When Karl Marx was unspooling his theories after witnessing working conditions in the sooty, tuberculosis-affected industrial towns of 19th century England, little did he imagine that the proletarian curse of untenable, unhealthy, hazardous and physically grueling labour conditions would one day be the matrix that would also hold the wealthiest amongst us. Sure, it would be squeaky clean, but it would be as barren, repetitive and life-draining as an outhouse factory producing pesticides. Only, the toxin produced here affects the mind first and then defeats the body that has already squandered its basic ability to keep straight and walk upright, towards home. Instead, the body falls flat, collapsing like a lump on itself.
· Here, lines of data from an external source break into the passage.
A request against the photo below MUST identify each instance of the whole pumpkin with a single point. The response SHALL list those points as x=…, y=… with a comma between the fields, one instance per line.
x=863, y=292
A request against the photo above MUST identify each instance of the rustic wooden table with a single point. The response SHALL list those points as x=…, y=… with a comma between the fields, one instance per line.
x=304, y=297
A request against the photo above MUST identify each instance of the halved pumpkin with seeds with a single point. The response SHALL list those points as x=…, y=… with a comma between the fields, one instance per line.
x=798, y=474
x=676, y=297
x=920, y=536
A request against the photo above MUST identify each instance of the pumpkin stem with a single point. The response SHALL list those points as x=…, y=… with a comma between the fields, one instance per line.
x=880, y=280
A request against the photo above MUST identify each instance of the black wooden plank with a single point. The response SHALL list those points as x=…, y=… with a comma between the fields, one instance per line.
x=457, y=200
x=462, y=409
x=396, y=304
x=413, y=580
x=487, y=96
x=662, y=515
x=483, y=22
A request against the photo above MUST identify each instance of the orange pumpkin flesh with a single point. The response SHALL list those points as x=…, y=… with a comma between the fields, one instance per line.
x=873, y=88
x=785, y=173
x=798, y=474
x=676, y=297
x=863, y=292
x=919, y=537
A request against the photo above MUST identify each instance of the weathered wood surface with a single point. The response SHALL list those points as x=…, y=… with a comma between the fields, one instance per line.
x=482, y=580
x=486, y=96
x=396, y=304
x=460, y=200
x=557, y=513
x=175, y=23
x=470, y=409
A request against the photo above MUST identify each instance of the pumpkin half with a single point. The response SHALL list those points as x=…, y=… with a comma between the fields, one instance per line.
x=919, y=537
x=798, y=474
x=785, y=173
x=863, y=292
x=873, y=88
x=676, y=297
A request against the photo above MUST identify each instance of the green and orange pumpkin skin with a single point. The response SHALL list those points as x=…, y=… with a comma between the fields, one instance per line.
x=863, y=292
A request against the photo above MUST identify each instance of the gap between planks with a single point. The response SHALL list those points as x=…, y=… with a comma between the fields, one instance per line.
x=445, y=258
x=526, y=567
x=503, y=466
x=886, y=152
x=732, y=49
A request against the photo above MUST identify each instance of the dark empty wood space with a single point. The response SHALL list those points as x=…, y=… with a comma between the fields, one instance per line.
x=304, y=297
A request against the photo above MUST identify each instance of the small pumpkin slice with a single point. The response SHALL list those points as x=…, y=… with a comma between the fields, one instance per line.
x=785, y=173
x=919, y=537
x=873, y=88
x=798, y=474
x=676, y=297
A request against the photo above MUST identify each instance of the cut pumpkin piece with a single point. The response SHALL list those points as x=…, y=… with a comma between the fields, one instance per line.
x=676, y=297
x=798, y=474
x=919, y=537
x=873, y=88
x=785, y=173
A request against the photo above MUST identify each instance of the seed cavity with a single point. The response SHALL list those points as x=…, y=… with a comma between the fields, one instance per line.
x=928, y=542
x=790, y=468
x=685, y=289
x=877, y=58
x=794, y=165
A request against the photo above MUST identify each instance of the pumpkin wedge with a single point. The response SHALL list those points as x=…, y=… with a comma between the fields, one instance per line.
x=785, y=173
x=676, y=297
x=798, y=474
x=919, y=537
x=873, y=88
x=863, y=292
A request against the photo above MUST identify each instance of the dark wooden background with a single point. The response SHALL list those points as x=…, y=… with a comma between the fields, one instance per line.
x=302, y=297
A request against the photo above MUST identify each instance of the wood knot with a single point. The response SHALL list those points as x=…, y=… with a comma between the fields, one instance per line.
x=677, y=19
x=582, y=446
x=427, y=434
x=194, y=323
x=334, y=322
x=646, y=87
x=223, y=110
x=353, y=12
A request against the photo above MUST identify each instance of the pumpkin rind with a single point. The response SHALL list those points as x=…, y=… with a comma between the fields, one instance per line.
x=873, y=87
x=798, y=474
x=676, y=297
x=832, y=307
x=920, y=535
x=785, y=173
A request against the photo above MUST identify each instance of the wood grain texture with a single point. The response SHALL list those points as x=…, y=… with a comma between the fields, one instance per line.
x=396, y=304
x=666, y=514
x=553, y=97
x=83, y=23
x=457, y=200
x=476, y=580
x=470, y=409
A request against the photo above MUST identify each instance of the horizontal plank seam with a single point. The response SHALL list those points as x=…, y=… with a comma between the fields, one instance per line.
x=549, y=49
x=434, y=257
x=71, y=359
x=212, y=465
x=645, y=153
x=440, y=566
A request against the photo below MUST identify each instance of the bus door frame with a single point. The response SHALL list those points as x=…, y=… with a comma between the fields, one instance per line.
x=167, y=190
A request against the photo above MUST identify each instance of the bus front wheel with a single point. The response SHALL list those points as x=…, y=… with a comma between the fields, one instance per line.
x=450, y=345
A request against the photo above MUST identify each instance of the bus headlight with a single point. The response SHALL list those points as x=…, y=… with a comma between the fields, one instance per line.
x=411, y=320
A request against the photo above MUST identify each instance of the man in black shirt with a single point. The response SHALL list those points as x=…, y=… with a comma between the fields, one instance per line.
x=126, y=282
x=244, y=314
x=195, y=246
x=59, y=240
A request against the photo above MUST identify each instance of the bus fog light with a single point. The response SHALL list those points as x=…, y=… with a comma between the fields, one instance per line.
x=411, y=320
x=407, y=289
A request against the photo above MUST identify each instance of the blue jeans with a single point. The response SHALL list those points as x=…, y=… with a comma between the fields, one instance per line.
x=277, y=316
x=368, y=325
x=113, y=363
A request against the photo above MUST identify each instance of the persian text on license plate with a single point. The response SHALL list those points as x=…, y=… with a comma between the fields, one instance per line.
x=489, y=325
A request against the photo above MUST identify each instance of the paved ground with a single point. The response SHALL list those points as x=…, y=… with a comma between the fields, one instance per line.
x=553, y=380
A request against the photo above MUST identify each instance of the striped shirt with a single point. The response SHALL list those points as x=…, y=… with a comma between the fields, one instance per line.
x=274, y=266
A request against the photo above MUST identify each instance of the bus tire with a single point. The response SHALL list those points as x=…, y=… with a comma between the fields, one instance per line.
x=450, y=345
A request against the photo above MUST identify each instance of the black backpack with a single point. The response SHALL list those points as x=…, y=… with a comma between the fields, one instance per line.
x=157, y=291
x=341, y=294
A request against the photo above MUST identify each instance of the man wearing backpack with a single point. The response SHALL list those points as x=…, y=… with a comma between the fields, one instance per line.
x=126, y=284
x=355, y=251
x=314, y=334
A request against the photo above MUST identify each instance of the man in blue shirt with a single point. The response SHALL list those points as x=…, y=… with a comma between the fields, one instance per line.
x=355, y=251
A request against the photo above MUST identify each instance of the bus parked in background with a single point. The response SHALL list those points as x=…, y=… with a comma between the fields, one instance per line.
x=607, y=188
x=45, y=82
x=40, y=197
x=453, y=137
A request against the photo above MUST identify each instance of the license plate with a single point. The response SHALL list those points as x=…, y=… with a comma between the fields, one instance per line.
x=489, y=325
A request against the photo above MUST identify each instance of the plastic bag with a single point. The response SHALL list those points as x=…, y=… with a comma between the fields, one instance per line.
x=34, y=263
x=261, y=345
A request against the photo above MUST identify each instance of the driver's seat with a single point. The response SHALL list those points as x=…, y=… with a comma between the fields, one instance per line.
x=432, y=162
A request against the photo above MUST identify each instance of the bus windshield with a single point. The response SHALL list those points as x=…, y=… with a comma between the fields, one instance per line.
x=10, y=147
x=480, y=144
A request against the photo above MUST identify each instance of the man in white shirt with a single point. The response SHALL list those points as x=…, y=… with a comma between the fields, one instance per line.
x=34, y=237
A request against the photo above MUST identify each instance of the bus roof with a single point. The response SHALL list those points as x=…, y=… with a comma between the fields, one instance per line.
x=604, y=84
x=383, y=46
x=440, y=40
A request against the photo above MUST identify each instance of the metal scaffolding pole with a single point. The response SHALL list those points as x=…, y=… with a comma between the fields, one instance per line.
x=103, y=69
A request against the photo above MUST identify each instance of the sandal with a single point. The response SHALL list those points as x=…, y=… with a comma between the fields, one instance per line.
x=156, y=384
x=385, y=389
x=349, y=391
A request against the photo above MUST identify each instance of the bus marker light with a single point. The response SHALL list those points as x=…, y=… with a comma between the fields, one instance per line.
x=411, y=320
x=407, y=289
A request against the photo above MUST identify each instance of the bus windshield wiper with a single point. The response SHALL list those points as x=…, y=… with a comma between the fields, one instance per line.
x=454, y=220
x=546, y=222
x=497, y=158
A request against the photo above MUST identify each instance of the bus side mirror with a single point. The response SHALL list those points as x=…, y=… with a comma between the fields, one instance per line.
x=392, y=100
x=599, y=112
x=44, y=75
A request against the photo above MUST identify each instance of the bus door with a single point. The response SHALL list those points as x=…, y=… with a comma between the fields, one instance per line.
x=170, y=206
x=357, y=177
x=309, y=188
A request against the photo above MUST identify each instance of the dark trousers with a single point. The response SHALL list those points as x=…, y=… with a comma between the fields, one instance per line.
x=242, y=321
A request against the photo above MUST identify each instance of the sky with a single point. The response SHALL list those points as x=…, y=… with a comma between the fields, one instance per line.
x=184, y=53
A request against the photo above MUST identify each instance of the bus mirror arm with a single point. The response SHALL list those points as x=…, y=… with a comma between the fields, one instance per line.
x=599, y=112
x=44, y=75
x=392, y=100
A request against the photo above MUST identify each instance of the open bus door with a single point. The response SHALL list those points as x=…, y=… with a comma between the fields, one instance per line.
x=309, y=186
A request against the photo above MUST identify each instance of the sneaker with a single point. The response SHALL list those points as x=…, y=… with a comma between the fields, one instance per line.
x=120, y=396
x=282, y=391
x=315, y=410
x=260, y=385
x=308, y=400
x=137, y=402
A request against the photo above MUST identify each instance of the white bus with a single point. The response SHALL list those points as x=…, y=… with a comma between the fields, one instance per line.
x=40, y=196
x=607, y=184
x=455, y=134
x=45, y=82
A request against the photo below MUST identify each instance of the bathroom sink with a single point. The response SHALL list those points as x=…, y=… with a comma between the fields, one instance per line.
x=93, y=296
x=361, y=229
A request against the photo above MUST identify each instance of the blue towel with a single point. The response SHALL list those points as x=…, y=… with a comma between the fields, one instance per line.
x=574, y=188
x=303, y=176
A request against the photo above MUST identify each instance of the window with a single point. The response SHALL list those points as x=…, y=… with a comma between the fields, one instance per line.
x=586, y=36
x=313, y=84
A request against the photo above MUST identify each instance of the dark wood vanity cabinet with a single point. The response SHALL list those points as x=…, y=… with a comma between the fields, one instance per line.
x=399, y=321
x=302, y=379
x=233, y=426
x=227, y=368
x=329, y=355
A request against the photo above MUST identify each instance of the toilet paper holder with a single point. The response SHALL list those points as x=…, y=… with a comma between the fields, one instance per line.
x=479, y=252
Is Wall Street now a capital factory that thrives on the blood and (invisible) sweat of its millions of employees, the crème de la crème of our times, the richest and also the sharpest? Is finance, and other such service sectors, replicating the same old tired template of extractive, exploitative labour from its entry- and mid-level executives, exactly like the manufacturing industries which prosper on the blood and sweat of massively underpaid workers?

Is there anything as being underpaid in time?

Will there be a Rana Plaza moment for Wall Street too, when an epidemic of mass psychosis, if not being charred to death by fire (as happened in a garment factory in Dhaka in 2013), will simultaneously afflict its best and the brightest?

As Thomas Piketty, French economist and the author of the best-selling Capital in Twenty-first Century, puts it, simply generating wealth is never a guarantee of challenging structural inequalities, since newer inequalities will be bred from the belly of the beast. Just like the worst crimes of the 20th century were perpetrated by its most civilised, the worst afflictions of this century will take root in its goddamned neural centre.

It will be the autoimmunodeficiency of time.